The faint sound of a child mumbling while dropping a wooden stick is accompanied by the voice of a familiar woman. The chair underneath me is firm and tough, made of leather. The grey light from the clouds outside creeps into the living room, and the white walls soften the shadows that the plants and blinds produce. Sleek and Nordic, my Canadian mind finds a difficult time understanding and appreciating the seemingly simple, yet intentional elegant design of this European living room. The refrigerator gives a low, continuous hum. Though quiet, I can feel the hum in the depths of my head, pressing up against my skull.
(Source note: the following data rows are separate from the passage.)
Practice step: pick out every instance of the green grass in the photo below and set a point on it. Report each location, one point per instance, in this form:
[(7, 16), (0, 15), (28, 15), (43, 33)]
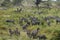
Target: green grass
[(44, 29)]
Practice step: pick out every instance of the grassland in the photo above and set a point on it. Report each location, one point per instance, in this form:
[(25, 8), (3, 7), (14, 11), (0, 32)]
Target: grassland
[(49, 31)]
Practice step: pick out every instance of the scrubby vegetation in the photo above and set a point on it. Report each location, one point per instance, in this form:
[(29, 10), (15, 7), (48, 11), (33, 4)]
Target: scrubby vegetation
[(51, 29)]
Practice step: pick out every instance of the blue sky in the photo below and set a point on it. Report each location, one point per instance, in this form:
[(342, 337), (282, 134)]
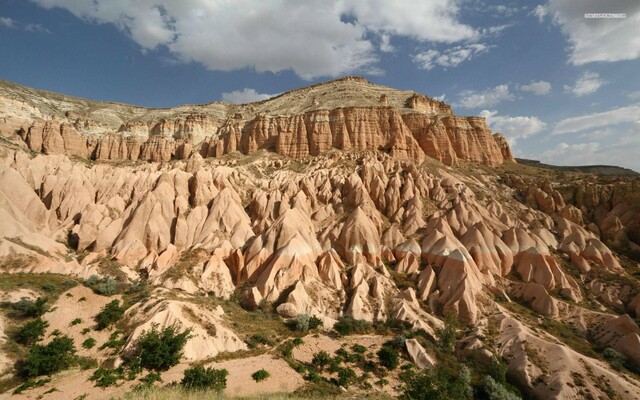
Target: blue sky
[(561, 87)]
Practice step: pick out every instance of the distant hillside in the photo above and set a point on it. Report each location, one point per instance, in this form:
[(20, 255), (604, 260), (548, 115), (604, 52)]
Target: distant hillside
[(606, 170)]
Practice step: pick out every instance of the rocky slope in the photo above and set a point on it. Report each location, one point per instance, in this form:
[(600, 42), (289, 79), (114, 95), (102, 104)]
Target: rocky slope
[(534, 265), (348, 113)]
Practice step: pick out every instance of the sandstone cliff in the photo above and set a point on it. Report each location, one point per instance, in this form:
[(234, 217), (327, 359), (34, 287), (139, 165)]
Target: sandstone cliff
[(348, 113)]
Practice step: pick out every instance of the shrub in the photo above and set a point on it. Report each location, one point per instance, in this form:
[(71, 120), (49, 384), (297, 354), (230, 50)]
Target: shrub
[(31, 384), (259, 339), (199, 377), (109, 315), (56, 356), (346, 377), (358, 348), (150, 379), (113, 342), (349, 326), (105, 377), (89, 343), (440, 382), (388, 358), (492, 390), (321, 359), (27, 308), (260, 375), (157, 349), (31, 332)]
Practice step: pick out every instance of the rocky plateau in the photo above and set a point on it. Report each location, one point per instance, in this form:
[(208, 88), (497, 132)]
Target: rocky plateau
[(339, 199)]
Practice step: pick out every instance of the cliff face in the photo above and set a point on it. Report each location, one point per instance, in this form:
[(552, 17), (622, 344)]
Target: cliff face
[(349, 113)]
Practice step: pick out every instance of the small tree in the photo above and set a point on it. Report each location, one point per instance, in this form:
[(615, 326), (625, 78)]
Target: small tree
[(109, 315), (438, 383), (388, 358), (31, 332), (260, 375), (199, 377), (157, 349), (56, 356), (321, 359)]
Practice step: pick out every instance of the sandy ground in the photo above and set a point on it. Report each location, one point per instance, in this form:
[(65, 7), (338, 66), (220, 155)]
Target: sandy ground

(a street in the old town of tallinn
My legs and back are not used to the space I have. Two months of living in a van have changed my posture. I feel almost agoraphobic. But I can sense in my groggy bones that the surroundings are not the main contributors to my unsettled gut. This place is familiar. I’ve been here before. But the previous time was a clearly defined finite period.
My mind is torn between two ideas. One is that I have embarked on a great new adventure in which the world of possibilities are endless, and the exploration of a brand new world is imminent. The other is that I am merely an accompaniment, that this choice was made with the best interest of another. But the choice has been made. For better or for worse, the Baltic Sea is nearby, and the majority of the structures in the old town were built hundreds of years before Canada was declared a country.
(buildings in the kalamaja neighbourhood of tallinn)
My hosts have made extra effort to provide comfort. I realize that all feelings of uneasiness come from within. The neglected list of tasks at hand has reared its ugly head, and it’s time to start checking them off.
Find a job. Look at places to rent. Get an International Driver’s License.
This new life comes with adjustments. New names of streets written with different letters. New neighborhood with neighbors who have no connection with you.
Sometimes it makes me want to run.
But as the visa application gets processed and I learn how the bus system works, things start to thaw in my mind.
I’ve been in this situation before, and it didn’t take long to acclimate. It’s always scary in the beginning, but similarities and familiarity will inevitably replace differences.
Over time, the unfamiliar will become normal. I look forward to the day when this will be yet another place that I call home. Estonia will be another familiar place.